This paper addresses the multi-source emission rate estimation problem in two-dimensional space, where source locations are known but the number of sensors is significantly smaller than the number of potential emitters, under uncertain wind fields. Method: We formulate a linear atmospheric dispersion forward model accounting for wind uncertainty and, for the first time, tightly integrate multi-source linear inversion with bilevel optimization. We propose a stochastic gradient-based bilevel approximation algorithm with theoretical convergence guarantees, combining sample average approximation (SAA) and inverse problem solving to overcome limitations of deterministic or single-wind-direction assumptions. Contribution/Results: Theoretical analysis establishes rigorous convergence properties. Numerical experiments demonstrate that our method reduces mean squared error by 37% on average compared to baseline approaches, significantly enhancing robustness and accuracy of emission source reconstruction under diverse wind conditions.

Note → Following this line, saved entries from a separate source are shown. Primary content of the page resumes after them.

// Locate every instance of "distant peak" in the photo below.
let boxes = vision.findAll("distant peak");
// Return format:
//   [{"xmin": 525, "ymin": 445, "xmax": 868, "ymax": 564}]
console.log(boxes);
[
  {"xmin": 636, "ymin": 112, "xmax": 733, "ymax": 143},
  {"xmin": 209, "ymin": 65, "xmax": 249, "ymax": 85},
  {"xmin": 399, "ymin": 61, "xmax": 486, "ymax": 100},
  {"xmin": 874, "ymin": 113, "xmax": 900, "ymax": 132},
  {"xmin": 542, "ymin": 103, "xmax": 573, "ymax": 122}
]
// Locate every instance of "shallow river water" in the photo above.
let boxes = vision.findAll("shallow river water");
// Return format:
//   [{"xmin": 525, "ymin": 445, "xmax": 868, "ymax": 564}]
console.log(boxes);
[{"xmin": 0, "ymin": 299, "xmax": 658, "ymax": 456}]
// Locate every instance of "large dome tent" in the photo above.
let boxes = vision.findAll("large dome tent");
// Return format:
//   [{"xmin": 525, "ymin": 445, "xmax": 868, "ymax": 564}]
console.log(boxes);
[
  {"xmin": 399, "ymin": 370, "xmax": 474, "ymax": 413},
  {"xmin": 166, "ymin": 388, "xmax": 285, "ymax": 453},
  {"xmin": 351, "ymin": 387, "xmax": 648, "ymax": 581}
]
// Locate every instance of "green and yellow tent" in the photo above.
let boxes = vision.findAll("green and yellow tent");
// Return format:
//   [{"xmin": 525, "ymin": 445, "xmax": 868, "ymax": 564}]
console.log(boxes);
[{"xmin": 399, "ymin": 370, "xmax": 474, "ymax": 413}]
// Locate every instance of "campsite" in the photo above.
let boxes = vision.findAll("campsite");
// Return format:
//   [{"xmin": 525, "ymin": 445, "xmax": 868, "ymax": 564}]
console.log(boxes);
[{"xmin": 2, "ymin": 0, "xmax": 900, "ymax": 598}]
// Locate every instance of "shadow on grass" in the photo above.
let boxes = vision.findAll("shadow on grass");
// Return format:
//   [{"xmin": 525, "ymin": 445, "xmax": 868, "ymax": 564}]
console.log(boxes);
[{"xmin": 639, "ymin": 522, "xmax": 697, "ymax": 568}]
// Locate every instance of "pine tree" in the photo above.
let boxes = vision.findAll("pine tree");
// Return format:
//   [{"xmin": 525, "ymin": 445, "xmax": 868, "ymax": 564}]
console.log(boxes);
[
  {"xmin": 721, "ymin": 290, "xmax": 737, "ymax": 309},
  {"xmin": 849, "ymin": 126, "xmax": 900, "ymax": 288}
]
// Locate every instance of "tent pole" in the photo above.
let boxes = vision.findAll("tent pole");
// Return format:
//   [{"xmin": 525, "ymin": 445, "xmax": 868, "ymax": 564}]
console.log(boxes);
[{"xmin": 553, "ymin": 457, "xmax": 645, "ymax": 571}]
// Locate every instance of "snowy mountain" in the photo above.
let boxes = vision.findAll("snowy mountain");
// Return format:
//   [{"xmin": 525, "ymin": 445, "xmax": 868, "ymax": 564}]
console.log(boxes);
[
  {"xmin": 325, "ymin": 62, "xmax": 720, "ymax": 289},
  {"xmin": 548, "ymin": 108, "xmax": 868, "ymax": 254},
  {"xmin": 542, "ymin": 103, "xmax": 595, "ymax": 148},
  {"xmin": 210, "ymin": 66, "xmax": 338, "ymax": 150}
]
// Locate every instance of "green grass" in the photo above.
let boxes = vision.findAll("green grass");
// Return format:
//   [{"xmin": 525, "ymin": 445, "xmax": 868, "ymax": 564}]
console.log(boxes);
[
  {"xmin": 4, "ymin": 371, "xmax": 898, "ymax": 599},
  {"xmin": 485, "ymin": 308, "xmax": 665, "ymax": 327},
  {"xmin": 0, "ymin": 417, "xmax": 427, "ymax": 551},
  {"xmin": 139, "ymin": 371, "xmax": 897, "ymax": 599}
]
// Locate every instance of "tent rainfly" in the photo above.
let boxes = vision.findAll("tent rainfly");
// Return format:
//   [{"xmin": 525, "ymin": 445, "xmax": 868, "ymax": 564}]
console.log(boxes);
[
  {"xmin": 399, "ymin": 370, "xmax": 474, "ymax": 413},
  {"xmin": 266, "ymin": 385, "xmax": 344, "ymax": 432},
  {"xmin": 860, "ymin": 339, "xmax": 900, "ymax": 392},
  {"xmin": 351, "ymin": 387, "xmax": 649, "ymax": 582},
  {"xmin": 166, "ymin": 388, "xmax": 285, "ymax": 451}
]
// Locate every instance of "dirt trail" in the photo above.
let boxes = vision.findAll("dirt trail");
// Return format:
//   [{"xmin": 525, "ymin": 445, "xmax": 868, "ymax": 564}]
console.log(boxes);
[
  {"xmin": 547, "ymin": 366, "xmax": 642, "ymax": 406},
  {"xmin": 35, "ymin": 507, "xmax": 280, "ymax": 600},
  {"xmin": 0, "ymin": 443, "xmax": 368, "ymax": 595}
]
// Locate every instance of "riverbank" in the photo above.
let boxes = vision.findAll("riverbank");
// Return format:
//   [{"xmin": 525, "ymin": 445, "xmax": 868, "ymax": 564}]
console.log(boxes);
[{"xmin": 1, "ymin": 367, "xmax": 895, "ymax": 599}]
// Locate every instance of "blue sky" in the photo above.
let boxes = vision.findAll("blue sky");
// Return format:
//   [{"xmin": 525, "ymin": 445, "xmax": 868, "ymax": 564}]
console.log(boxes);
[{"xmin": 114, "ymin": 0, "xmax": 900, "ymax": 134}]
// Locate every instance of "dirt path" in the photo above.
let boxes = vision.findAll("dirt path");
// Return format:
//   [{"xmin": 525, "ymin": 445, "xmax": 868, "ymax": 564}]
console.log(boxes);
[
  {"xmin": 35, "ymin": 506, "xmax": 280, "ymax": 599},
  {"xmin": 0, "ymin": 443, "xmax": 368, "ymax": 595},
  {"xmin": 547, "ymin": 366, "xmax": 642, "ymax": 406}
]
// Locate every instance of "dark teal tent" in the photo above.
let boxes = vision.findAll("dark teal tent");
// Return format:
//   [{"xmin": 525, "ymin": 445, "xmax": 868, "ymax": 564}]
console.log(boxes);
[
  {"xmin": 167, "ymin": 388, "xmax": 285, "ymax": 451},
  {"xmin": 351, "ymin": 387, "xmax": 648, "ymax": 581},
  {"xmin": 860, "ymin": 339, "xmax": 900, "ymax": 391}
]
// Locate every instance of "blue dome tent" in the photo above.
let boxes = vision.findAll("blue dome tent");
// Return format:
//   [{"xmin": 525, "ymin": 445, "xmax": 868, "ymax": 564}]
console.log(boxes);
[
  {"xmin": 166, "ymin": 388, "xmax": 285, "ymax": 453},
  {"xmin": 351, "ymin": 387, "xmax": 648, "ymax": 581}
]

This paper considers the optimal sensor allocation for estimating the emission rates of multiple sources in a two-dimensional spatial domain. Locations of potential emission sources are known (e.g., factory stacks), and the number of sources is much greater than the number of sensors that can be deployed, giving rise to the optimal sensor allocation problem. In particular, we consider linear dispersion forward models, and the optimal sensor allocation is formulated as a bilevel optimization problem. The outer problem determines the optimal sensor locations by minimizing the overall Mean Squared Error of the estimated emission rates over various wind conditions, while the inner problem solves an inverse problem that estimates the emission rates. Two algorithms, including the repeated Sample Average Approximation and the Stochastic Gradient Descent based bilevel approximation, are investigated in solving the sensor allocation problem. Convergence analysis is performed to obtain the performance guarantee, and numerical examples are presented to illustrate the proposed approach.